La paridad en todo obligó a repensar el poder, los liderazgos, las agendas y los presupuestos.
Hoy, México es uno de los países con más mujeres en espacios de decisión.
Ese avance tiene nombre: lucha feminista.
b) La tipificación del feminicidio cambió la manera de ver la violencia
Hace tres décadas, los asesinatos de mujeres se clasificaban como “crímenes pasionales”.
Hoy, el feminicidio reconoce el odio, la desigualdad y la violencia estructural.
Este avance, sin embargo, no ha frenado la tragedia: México sigue con 11 feminicidios diarios, fiscalías rebasadas y un sistema de justicia que no investiga con debida diligencia.
c) Derechos sexuales y reproductivos: una conquista desde las calles
La despenalización del aborto en varios estados y la sentencia la Suprema Corte son logros históricos, producto de décadas de activismo, litigio estratégico, investigación y acompañamiento comunitario.
d) Instituciones para la igualdad
Inmujeres, fiscalías especializadas, centros de justicia para mujeres, observatorios y mecanismos de género no surgieron por iluminación gubernamental: surgieron porque las feministas empujamos para institucionalizar la agenda.
e) La revolución generacional
Las jóvenes han tomado el espacio público con una claridad política extraordinaria.
Son herederas de Beijing, pero también creadoras de nuevas formas de resistencia: digitales, urbanas, performáticas y colectivas.
Su fuerza recuerda que el feminismo es un movimiento vivo, multigeneracional y profundamente transformador.
La transformación feminista no tiene marcha atrás.
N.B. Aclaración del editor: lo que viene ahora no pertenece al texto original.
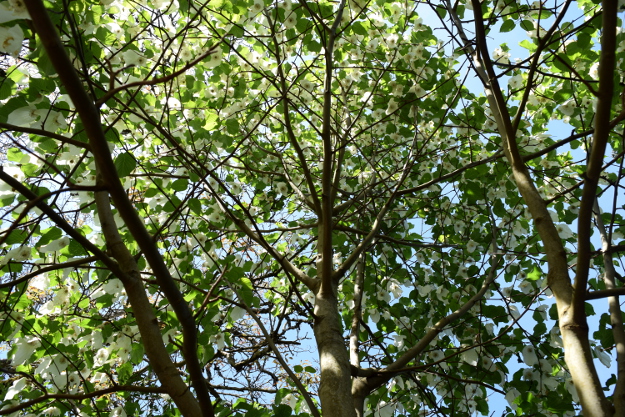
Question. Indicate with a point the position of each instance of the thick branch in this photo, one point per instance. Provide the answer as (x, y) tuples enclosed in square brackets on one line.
[(90, 118)]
A treinta años de Beijing podemos afirmar que los feminismos son la fuerza transformadora más importante en México y en la región.
Hemos cambiado leyes, sentencias, narrativas, presupuestos, espacios de poder y formas de organización social.
Beijing nos dio un camino, pero nosotras lo hemos recorrido.
Y lo vamos a seguir recorriendo.
Porque si algo muestran estos 30 años, es que:
Sin feminismo no hay democracia.
Sin igualdad no hay justicia.
Y sin mujeres no hay futuro posible.